Last week, we had the honour of hosting an interview with Bill Staikos, Senior Vice President, Evangelist & Head of Community Engagement at Medallia. He has more than 25 years’ experience driving customer and employee experience excellence, and proven expertise in envisioning and executing holistic customer-centric strategies.

He is also the host of the award-winning podcast, Be Customer Led, and co-founder of Monday Mentor Meetup, a LinkedIn group dedicated to helping Customer and Employee Experience practitioners accelerate their careers.

In this conversation overview, we’ll break down a few key points about:

  • Three key elements of value creation in CX
  • The insignificance of quantitative surveys as a research method
  • Leveraging artificial intelligence and machine learning to get actionable customer insights

Value creation in CX  

When we say value creation in CX, what comes to your mind? This is a question anyone working in CX should answer before starting their 2023 CX programme.

It goes without saying that we have to begin with understanding who our customers are. We must understand what problems they are trying to solve, and what frictions along their journey prevent them from achieving their goals.

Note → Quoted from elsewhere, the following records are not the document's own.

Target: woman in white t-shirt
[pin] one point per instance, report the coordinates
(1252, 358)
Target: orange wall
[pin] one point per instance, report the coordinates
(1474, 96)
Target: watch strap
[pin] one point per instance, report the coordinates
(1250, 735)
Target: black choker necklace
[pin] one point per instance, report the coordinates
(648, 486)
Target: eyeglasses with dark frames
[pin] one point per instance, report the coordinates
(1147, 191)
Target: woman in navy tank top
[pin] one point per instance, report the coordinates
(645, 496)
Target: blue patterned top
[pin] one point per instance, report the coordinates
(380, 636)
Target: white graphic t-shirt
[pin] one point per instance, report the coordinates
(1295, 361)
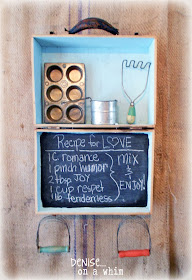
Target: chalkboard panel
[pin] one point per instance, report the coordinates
(94, 169)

Here are the three elements of value creation in CX Bill emphasised as crucial from his point of view:

  1. Incising revenue
  2. Improving efficiency  
  3. Creating a culture that is customer-led

To increase efficiency, leaders must understand their service’s blueprint across multiple departments. Gathering customer feedback is just one side of the story. Business metrics related to people and culture need to come in place for a sustainable transformation. One that will increase revenue and create an environment for a customer-led culture.

a quote by Bill Staikos about how leaders have lost confidence in CX metrics.

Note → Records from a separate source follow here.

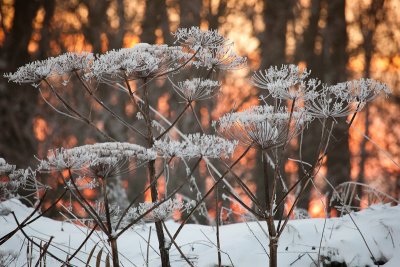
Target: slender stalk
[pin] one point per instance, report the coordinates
(101, 103)
(152, 177)
(114, 251)
(221, 178)
(217, 214)
(77, 113)
(176, 120)
(273, 238)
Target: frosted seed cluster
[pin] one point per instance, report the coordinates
(162, 212)
(196, 89)
(109, 153)
(12, 178)
(263, 126)
(195, 38)
(286, 82)
(37, 71)
(141, 61)
(196, 145)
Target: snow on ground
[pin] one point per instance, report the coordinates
(242, 244)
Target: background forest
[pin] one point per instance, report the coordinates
(338, 40)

Focusing too much on surveys that don’t tell us why certain problems occur or what exactly needs to be improved is often a waste of time and resources.

‘Many organisations publish their scores without identifying the underlying drivers in taking a business-centric view back into that metric. Leaders have lost confidence in CX metrics because of the significant reliance on a survey as a measure of success and performance,’ explained Bill.

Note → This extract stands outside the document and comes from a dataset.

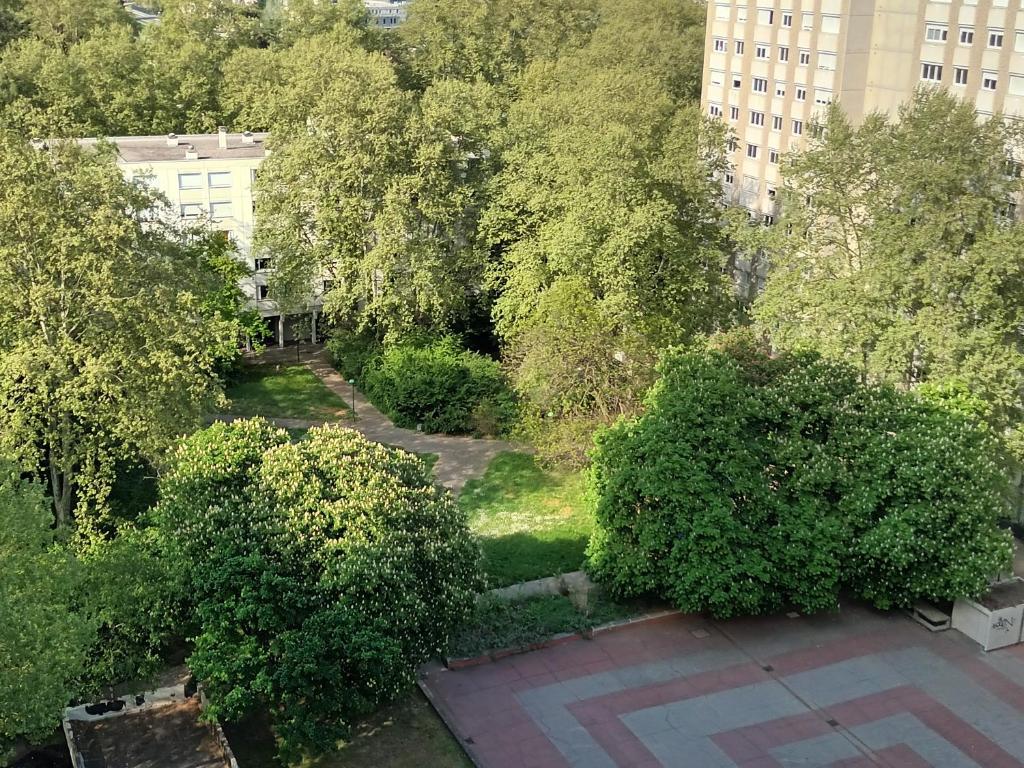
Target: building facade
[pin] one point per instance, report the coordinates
(210, 178)
(772, 66)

Additionally, as Bill explained, most companies still need to implement technology to understand signals from customers beyond the survey. Here are the three research approaches we should see more of in 2023:

  • Quantitative surveys having a valuable, meaningful place in CX
  • Ethnographic and observational research becoming more present among researchers
  • Utilisation of technology such as machine learning in observing someone’s behaviour online is to be explored and better integrated into research practices

Influence as the single most important skill of any CX leader 

To implement ethnographic research, we will need aware leaders who can provide their reams with necessary training and tools. We asked Bill how can we ensure more observational research in CX.

‘If you have a good influence in a team, they can engage with the business in the right way; they can gain that buy-in and secure that investment to do the type of work necessary to be truly great from the experiential perspective,’ he shared.